Narcissa had finished her task, but she didn't want to leave him there. It was just a little bedroom, papered in dark wallpaper and lit by flickering lamps, tucked up at the top of the house, cozy and very familiar to her, but a flight of stairs between them felt like an expanse of ocean. She would go down to her own old room, but to repurpose one of her sisters' for him on that night seemed bizarre. "Your father used to stay up here before we were married," she told him, her hand on the doorknob. "He insisted the bed was too short, even though I know it's the same as all the others. He was teasing me." Getting no reaction, she went on. "When he was in prison when you were a baby, we stayed in my room, with your crib in the corner. I couldn't stand to be away from you. It's hard for me to be away from you now."

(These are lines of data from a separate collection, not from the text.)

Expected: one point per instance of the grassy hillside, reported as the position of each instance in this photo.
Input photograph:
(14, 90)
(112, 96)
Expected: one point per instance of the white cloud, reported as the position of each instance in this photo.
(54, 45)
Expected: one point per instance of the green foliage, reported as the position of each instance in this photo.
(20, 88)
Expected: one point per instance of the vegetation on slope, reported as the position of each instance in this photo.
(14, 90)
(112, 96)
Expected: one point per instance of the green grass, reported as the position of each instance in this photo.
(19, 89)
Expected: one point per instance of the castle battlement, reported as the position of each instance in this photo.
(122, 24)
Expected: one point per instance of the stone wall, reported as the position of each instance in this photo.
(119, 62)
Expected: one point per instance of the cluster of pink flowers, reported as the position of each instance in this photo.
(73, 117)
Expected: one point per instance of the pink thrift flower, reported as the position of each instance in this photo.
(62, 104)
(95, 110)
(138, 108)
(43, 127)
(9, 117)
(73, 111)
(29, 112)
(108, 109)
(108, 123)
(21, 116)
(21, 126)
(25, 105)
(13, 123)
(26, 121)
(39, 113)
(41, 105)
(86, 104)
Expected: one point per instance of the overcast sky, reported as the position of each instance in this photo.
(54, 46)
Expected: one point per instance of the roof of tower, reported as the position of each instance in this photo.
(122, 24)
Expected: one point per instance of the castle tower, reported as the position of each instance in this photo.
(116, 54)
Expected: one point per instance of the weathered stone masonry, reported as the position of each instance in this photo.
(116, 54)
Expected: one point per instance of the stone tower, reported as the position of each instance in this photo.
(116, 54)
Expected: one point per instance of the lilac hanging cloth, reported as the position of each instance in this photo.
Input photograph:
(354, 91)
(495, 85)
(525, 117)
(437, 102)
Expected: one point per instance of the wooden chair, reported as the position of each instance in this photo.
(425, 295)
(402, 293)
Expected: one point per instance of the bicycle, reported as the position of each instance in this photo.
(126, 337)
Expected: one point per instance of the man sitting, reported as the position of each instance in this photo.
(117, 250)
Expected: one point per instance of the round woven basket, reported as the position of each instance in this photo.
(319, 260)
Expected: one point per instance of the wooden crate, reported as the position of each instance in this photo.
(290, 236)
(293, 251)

"Hopefully it won't be so scary now."

She was watching him carefully as he studiously looked at the carpet. Since the battle had ended, he had not broken down the way she and Lucius had, although it had taken him several hours to pack his trunk and reappear at Lucius's bedside. Perhaps he had already napped, and mourned, alone.

"Don't be afraid to come downstairs and wake me if you need to. And please try to sleep in."

She wanted to force a hug upon him, wanted one for herself, but she made herself step out into the hall instead.


Narcissa was weary in her bones, weary as she lifted her arms to finally wash the smell of smoke out of her hair and weary in her mind as she sat, wrapped in a bathrobe with the belt knotted severely tight, at her own old desk and withdrew a piece of parchment. She could not wait, even if it would be unwelcome and even if she could barely lift the quill. There were few things that were open to her now that had been closed before, and this was the one she wanted the most. She began, and the words flowed out of her quill as quickly as they always had decades ago.